I dare to wear black...for I'm dressed to kill tonight.

Sunday, April 13, 2008

The Holiday Ends...

...my in-laws are back tomorrow morning, early. Last minute cleaning up is on the list of tasks today and a getting back to the routine...not being on my own any more. My husband really missed them and of course, I did too but in a different way to his. I do love my independence and wasnt sure how I would manage the joint family thing but that wasnt so bad. But a bit of doing things as I like them, being alone with my hubby, taking care of him solely...that I loved. Now, it'll again feel like apprenticeship under my mom-in-law but the way she can manage and run things is something I've come to trust and respect. In this especially and many other things, I know I'm too inexperienced and lazy, and must work towards setting up this home if it ever comes to running the home on my terms. She has a fantastic system that I can emulate...if not copy.

But well... all holidays come to an end :). Somehow I still have mixed feelings, grateful that I'm not going to be running around everywhere on my own or get too dead tired at night to be an alluring mistress to my husband.

Wednesday, April 9, 2008

Sloppy Morn

Woke up half an hour later than the usual, which caused such hurry in the morning that I'm quite exhausted and dont feel like moving out or making lunch. Although in the evening, I want to go to the mall and buy new kurtas and perhaps, an entire outfit just to get out of the slop that's my ensemble. Had a refreshing browse at the library last evening and a pitawich. Today's burger night and I dont need to cook anything but pasta for lunch and yet...seems like such an exertion!

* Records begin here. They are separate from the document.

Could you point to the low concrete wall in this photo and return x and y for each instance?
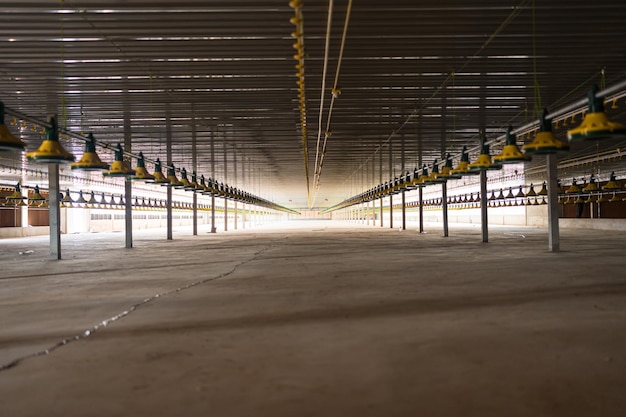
(13, 232)
(596, 224)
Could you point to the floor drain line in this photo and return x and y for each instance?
(105, 323)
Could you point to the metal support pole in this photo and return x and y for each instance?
(213, 228)
(483, 206)
(170, 224)
(194, 166)
(444, 206)
(553, 205)
(391, 211)
(54, 211)
(403, 210)
(168, 145)
(128, 187)
(195, 214)
(421, 209)
(128, 213)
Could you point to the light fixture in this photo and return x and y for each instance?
(16, 198)
(545, 141)
(596, 124)
(67, 201)
(463, 168)
(36, 198)
(592, 186)
(159, 178)
(171, 177)
(90, 161)
(8, 142)
(511, 153)
(119, 167)
(51, 151)
(612, 184)
(544, 189)
(92, 202)
(81, 198)
(483, 162)
(574, 188)
(184, 180)
(141, 173)
(446, 169)
(193, 184)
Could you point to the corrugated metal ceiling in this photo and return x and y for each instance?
(417, 79)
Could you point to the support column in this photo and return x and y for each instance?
(195, 213)
(403, 210)
(444, 206)
(553, 205)
(421, 209)
(213, 228)
(194, 167)
(170, 225)
(54, 211)
(225, 184)
(128, 187)
(483, 206)
(128, 212)
(391, 211)
(168, 143)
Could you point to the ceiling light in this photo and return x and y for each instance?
(8, 142)
(119, 167)
(90, 161)
(51, 151)
(596, 124)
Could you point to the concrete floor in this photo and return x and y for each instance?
(315, 319)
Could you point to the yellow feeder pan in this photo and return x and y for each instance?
(574, 188)
(119, 167)
(483, 162)
(463, 168)
(8, 142)
(184, 181)
(208, 186)
(204, 188)
(141, 173)
(51, 151)
(90, 161)
(93, 203)
(546, 141)
(67, 200)
(81, 198)
(171, 177)
(16, 197)
(612, 184)
(596, 124)
(511, 153)
(446, 169)
(159, 178)
(193, 184)
(591, 186)
(419, 181)
(36, 198)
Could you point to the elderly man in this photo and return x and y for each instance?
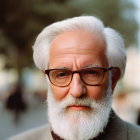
(83, 61)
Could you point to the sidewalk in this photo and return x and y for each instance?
(33, 117)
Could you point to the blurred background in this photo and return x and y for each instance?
(23, 88)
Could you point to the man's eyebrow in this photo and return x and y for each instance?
(92, 66)
(60, 67)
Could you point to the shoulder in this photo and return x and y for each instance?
(125, 129)
(119, 129)
(39, 133)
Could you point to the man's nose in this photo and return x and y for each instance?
(77, 87)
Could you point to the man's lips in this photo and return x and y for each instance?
(78, 107)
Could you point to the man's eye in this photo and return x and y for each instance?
(91, 72)
(61, 74)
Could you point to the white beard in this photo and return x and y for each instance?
(79, 125)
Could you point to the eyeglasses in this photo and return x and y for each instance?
(89, 76)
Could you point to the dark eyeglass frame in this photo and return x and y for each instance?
(79, 72)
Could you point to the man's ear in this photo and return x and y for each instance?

The Ketchup Song is awfully outdated but its nice to get retro once in a while although I'm not sure it qualifies as retro.

Since thoughts are flitting like butterflies in my mind, I was just pondering on having another cup of Boost. Nothing like Boost to help you unwind completely. The prediction for today is hot and muggy and yet, feel like I'm going to be cooped up all day! Just in a very contradictory mood today. Perhaps coz my holiday's ending and soon the house will be bustling and will no longer be allowed to get as lazy as I am today.

Sighs!

Tuesday, April 8, 2008

Good Morning World!

After a relaxing morning cup of Boost and a mixed fruit salad, I want to shout "Good Morning World!" off the rooftop. The Devil's getting comfortable in her seat by the window, tapping away on her PC and listening to Maroon crooning "She will be loved..."

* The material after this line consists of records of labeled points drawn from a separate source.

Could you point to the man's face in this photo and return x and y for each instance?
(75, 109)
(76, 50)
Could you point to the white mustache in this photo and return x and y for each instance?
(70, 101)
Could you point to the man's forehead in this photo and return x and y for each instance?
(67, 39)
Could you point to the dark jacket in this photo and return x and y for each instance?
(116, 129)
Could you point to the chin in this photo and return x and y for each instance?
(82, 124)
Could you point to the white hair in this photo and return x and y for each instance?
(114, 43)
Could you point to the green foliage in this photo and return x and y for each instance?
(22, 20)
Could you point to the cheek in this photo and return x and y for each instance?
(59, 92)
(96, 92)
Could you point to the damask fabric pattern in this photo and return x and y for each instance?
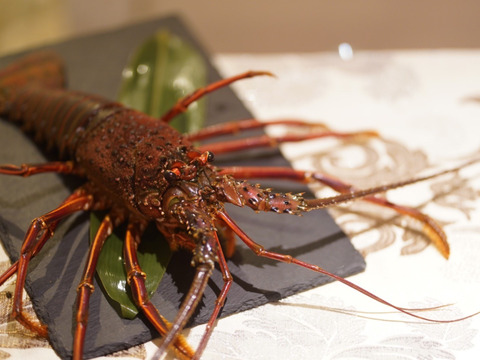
(424, 105)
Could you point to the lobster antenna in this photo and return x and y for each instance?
(313, 204)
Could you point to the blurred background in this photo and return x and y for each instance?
(255, 25)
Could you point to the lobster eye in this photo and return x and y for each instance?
(170, 176)
(210, 156)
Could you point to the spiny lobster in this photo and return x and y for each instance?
(142, 170)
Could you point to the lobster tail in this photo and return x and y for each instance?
(44, 68)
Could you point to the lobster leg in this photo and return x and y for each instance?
(136, 281)
(38, 233)
(182, 105)
(86, 287)
(192, 299)
(227, 282)
(430, 227)
(248, 124)
(38, 246)
(65, 167)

I finally picked up the overdue read Shopaholic and Baby, the series of which I'd suspended when reading Shopaholic Ties the Knot collapsing into a heap when the magnificent proposal happens. Mainly because she was getting married and I wasnt. Now of course, that's in the past and my life changed by leaps and bounds since that time. I'm happily married (newly) now and am looking for a new job. I've relocated to this new suburb and well...it's not the same, but it's not bad either. Anyway, I picked up Shopaholic and Baby and it's amazing how consistent the books are. It was almost as if the gap had never happened and I just picked up where I'd given up and gone on as if nothing changed. And nothing has changed, the Shopaholic is still as mad and addicted as ever. It's worse now that she's expecting...

Anyway, my best friend who lent me this book and I often go through the series in the same way: how it relates to us and our own individual struggles. Although I've considerably toned down the shopping urge now that I'm jobless, she's still happily addicted although very different from what she used to be. She budgets now and sticks to it! Apart from that, her personal life is looking up and I'd love to see how it goes for her in a few months from now. In fact, I'm totally eager to find out. Anyway...

The Devil's muttering something about looking at the clock and getting to the kitchen to cook a meal... Looking forward to seeing you tomorrow!